Poiché i batteri non conoscono frontiere, dall’altra parte della Manica si guarda con un po’ di apprensione a questa immobilità italiana. Di certo le istituzioni britanniche hanno preso molto sul serio il problema, tanto da aver commissionato nel 2014 all’economista Lord Jim O’Neill (vedi intervista a fianco) un rapporto definitivo sul problema, insieme a una roadmap per uscire dall’emergenza. E la reazione del governo non si è fatta attendere: uno stanziamento di 265 milioni di sterline attraverso il Fleming Fund per migliorare i sistemi di sorveglianza internazionale, altri 50 milioni di sterline per implementare un fondo quinquennale per l’innovazione contro le resistenze. L’impegno a ridurre del 50 per cento entro il 2020 le infezioni “gram-negative” sul territorio nazionale, il dimezzamento delle prescrizioni inappropriate, la collaborazione con Cina e India. E così via.
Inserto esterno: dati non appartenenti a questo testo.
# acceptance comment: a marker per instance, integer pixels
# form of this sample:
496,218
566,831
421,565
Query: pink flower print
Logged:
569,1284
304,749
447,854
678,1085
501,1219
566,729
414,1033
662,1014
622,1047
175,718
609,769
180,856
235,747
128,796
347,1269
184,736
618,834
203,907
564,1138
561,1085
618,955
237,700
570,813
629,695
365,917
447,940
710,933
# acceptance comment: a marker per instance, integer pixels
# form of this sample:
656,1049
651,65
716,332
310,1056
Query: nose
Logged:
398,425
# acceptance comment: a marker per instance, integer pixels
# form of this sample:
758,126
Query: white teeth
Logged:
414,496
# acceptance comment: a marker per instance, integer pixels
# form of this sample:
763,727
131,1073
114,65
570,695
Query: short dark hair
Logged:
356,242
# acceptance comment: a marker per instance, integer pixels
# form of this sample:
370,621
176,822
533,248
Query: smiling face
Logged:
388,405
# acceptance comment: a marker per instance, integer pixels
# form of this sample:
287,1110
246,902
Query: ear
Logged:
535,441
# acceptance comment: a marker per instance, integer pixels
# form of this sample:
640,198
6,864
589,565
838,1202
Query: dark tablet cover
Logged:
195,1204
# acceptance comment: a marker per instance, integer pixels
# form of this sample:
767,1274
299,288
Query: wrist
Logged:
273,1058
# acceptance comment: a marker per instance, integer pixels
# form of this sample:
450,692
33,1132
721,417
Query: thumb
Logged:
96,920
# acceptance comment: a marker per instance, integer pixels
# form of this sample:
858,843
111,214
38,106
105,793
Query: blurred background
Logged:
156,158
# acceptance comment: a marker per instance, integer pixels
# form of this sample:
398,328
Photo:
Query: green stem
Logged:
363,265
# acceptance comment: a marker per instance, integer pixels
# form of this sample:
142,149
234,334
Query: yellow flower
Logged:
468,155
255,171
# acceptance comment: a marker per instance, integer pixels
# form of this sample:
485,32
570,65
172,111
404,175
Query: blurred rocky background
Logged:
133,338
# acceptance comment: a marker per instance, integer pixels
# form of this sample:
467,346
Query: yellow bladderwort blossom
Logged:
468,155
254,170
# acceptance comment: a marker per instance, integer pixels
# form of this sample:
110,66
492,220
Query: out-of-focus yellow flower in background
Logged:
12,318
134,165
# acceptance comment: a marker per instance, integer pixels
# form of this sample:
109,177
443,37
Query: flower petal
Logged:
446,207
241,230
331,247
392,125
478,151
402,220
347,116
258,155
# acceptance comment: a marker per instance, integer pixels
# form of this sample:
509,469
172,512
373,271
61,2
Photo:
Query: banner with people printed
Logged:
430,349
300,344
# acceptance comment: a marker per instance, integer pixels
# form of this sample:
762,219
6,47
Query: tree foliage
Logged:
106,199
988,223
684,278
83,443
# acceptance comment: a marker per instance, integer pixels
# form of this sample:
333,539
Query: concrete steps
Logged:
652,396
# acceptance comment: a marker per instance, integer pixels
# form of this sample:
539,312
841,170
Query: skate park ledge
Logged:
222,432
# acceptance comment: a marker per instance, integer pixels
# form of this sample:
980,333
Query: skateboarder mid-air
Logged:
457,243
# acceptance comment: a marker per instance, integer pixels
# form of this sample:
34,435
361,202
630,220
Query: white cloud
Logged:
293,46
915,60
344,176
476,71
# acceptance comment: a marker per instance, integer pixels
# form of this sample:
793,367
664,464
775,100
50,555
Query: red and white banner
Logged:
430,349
Sul fronte scientifico lavora invece Alison Holmes, a capo di una task force di esperti dell’Imperial College London, di cui fanno parte oltre 100 esperti di diverse facoltà di Medicina, Scienze naturali e Ingegneria, 13 centri di ricerca e sette organizzazioni esterne come partner. Batteriologi, biologi, informatici, esperti di scienze ambientali, farmacologi, tecnici, esperti di sanità pubblica, tutti insieme per costituire un raccordo tra il mondo della politica, quello della scienza e quello della comunicazione, perché il problema dell’antibiotico-resistenza si risolve con uno sguardo a 360 gradi, spiega Holmes all’Espresso. «Si lavora sull’organizzazione interna degli ospedali e sulla tecnologia digitale per migliorare l’aderenza dei pazienti, sull’epidemiologia e sulla clinica, sulla formazione degli infermieri e sulle campagne educative per il grande pubblico. Ognuno ha il suo ruolo in questa battaglia», dice Holmes.